A festive slow-cooked dish with Moroccan flavors.
Serves 6
One of the lovely things about springtime is that fresh lamb comes into the markets. This recipe combines lamb and fruit in a slow-cooked tagine stew infused with the flavors of North Africa.
Tagines are slow-cooked dishes that take their name from the vessel they’re cooked in. The tagine pot consists of a round clay dish and a lid that rises to a cone shape. The food’s juices never evaporate while cooking inside a tagine pot; they rise inside the lid, condense, and fall back down, constantly basting the food. Cooked over low heat, even tough cuts of meat emerge fork-tender and deeply flavored. In Israel, many cookware stores carry elegant glazed tagine pots for cooking, or decorated ones for serving only.
Different styles of tagines can also be bought online.
But lacking the traditional pot, you can cook a delicious Moroccan tagine-style stew, as long as you have a pot that stands up to slow cooking, with a tightly fitting lid. You will need an inexpensive heat-diffusing pad to place between the heat and the pot; or cook the tagine in the oven, on a low setting.
Once the pot is on the heat, you can forget about it for the next few hours while you’re busy getting other cooking done. This tagine requires shoulder of lamb.
In Israel, lamb usually comes as an entire front quarter of the animal, with ribs and shank (a piece that resembles a chicken drumstick). Ask your butcher to separate the ribs into chops and to slice the shoulder blade into large strips, leaving the bone in. Include the shank in the tagine. The bone adds depth of flavor, and by the time the dish is ready, it will separate easily from the meat.

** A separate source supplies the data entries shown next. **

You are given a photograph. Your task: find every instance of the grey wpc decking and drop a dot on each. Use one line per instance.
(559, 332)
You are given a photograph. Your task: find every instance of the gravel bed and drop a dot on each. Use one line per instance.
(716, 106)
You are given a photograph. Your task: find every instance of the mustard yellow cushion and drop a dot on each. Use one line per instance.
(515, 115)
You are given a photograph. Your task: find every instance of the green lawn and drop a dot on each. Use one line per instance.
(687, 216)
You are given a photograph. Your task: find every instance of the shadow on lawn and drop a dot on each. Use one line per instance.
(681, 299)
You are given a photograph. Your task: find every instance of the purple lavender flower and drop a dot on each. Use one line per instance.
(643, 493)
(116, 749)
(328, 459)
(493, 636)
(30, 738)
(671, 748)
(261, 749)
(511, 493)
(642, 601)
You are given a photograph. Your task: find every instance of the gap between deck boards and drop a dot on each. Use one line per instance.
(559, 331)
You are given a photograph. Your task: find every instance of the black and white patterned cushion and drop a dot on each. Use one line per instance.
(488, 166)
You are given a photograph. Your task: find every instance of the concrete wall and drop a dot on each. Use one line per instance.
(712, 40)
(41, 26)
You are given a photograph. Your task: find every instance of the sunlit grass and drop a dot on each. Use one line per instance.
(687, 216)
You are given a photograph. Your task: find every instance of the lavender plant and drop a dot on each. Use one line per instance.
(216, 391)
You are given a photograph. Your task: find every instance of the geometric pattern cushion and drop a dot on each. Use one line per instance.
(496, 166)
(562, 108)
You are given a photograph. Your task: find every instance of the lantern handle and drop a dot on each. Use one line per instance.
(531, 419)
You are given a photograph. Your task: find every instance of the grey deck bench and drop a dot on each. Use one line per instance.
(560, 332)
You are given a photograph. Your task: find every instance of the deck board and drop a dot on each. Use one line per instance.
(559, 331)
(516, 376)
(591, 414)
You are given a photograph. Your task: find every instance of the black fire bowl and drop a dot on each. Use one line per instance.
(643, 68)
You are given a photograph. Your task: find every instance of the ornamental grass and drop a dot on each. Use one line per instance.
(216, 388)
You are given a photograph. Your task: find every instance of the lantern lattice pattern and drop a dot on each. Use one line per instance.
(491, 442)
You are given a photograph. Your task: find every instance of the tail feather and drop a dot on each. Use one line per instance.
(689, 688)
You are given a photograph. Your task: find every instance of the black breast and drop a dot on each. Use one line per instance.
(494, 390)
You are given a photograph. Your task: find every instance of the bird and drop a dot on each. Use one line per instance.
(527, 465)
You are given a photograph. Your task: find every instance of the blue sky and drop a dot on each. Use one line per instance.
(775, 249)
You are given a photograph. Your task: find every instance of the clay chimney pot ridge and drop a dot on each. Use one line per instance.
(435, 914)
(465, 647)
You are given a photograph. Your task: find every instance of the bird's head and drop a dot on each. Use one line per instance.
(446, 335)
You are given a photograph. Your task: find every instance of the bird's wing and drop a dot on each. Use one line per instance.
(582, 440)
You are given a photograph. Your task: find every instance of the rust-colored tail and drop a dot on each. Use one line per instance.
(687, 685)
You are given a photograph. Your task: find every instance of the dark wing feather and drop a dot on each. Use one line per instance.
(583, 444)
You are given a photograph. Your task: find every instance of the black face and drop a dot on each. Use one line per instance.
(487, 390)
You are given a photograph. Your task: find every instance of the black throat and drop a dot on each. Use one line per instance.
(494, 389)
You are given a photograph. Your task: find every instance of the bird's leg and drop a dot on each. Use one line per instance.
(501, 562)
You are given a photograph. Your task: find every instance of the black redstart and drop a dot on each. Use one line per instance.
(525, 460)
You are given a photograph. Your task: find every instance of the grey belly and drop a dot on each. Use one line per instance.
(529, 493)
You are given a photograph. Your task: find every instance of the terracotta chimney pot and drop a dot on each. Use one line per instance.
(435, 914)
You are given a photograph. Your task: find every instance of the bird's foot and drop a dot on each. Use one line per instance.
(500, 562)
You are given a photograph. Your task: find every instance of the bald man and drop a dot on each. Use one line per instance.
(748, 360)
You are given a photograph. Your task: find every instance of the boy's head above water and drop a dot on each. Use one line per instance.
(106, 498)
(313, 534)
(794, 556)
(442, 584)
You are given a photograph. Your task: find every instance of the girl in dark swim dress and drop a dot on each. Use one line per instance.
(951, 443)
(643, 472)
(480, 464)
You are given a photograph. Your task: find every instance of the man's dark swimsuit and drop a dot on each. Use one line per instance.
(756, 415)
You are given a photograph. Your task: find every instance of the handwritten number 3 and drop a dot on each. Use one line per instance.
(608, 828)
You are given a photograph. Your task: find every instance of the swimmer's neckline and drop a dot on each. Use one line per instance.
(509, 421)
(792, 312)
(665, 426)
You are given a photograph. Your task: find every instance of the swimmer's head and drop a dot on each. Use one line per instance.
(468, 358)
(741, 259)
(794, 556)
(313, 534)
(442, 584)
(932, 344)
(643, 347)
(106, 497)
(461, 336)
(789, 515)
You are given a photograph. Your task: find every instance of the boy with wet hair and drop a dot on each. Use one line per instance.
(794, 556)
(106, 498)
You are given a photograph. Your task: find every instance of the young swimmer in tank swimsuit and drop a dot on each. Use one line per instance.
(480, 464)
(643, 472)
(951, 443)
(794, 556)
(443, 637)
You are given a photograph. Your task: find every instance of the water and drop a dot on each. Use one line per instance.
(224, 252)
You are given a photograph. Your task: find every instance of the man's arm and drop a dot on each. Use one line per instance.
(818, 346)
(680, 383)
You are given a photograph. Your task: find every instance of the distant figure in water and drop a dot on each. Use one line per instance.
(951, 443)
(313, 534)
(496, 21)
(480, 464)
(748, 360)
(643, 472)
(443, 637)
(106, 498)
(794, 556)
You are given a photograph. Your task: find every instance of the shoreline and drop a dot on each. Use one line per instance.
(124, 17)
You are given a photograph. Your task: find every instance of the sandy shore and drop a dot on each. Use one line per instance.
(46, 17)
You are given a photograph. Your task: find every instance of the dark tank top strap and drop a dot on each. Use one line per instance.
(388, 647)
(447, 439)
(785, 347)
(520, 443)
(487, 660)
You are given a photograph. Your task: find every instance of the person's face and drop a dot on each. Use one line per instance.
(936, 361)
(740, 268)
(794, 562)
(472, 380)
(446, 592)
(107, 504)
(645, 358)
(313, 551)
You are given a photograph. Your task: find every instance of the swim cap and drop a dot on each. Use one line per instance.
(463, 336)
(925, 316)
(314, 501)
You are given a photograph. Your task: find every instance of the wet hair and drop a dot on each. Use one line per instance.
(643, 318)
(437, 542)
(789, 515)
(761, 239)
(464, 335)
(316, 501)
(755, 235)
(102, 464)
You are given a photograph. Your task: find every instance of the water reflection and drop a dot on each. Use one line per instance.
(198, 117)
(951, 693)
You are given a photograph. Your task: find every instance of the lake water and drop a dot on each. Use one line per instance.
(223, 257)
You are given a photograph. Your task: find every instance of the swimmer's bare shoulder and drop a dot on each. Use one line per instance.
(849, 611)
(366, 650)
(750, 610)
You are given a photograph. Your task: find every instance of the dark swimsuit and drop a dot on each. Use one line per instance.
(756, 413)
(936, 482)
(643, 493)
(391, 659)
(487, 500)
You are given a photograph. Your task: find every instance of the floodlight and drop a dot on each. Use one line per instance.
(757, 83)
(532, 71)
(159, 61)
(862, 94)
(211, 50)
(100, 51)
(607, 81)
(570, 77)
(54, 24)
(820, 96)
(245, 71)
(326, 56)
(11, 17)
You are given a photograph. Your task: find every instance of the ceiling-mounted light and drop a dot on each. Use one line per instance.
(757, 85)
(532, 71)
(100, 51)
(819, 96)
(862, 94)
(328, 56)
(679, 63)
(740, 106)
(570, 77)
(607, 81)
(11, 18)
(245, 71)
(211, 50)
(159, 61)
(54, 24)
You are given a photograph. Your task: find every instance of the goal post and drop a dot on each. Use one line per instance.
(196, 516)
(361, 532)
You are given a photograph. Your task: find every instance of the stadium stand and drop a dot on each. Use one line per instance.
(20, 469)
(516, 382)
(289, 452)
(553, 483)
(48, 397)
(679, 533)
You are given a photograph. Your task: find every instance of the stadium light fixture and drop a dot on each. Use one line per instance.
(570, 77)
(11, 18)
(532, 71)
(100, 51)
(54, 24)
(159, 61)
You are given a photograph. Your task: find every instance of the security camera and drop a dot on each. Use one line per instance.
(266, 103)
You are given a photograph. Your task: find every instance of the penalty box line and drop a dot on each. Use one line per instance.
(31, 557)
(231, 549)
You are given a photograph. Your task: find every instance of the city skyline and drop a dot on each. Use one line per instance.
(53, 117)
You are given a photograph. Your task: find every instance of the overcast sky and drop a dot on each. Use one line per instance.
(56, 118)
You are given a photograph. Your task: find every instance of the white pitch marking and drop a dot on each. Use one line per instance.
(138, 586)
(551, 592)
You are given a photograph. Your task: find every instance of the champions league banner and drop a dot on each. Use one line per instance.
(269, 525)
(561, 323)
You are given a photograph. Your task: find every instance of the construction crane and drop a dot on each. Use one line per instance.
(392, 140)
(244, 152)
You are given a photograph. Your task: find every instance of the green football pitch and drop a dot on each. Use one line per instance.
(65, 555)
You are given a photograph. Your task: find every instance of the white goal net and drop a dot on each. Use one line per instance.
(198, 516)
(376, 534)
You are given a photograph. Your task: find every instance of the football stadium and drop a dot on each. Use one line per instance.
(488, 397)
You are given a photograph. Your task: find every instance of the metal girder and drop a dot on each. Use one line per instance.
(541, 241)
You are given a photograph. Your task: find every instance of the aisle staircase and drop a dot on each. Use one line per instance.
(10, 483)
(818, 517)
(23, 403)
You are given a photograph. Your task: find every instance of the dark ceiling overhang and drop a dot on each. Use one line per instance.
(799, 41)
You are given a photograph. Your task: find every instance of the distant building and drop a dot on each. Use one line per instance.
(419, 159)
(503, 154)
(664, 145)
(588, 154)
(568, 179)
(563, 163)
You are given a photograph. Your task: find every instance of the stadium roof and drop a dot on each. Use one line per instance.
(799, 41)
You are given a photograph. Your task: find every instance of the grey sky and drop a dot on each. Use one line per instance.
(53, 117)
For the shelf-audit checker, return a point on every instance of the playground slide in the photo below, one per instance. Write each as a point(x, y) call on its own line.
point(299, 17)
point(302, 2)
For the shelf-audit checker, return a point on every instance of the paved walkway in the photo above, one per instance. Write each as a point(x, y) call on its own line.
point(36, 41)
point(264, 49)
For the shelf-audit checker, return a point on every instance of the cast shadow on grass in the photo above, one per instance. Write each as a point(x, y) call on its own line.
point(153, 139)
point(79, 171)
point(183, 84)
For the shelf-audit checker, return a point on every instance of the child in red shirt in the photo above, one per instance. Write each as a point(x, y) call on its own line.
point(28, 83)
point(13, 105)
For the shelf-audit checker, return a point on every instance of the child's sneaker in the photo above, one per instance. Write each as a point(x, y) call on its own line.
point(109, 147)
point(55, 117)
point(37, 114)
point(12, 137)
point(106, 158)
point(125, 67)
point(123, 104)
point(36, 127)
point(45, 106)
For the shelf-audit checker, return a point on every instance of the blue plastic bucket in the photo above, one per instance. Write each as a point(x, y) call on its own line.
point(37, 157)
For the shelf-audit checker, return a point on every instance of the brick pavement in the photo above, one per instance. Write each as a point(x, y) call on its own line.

The half-cup of red wine included here isn’t traditional, but I include it to balance the sweetness of the dates. I recommend making this dish the day before you intend to serve it, because it’s even better the next day, with the advantage of the fat having hardened so you can spoon it off the top before reheating the dish.
Ingredients
1.5 kg. shoulder of lamb, thickly sliced, plus the shank
1 tsp. table salt
Ground black pepper to taste
3-5 Tbsp. olive oil
1 large onion, thickly sliced
1 2.5-cm. cinnamon stick
4 whole allspice berries, or 1 tsp. ground allspice
1 large bay leaf
4 large garlic cloves, thickly sliced
2 medium tomatoes, unpeeled and sliced
8 large, moist dates, halved and pits removed
2 oranges, peel and white pith cut away and fruit quartered
½ cup dry red wine
Optional for chili heads: 1 tiny hot pepper or cayenne pepper flakes to taste A small handful finely chopped parsley or cilantro, to garnish Rub the meat with salt and pepper.
Method
- Pour 2 tablespoons of olive oil into a large skillet.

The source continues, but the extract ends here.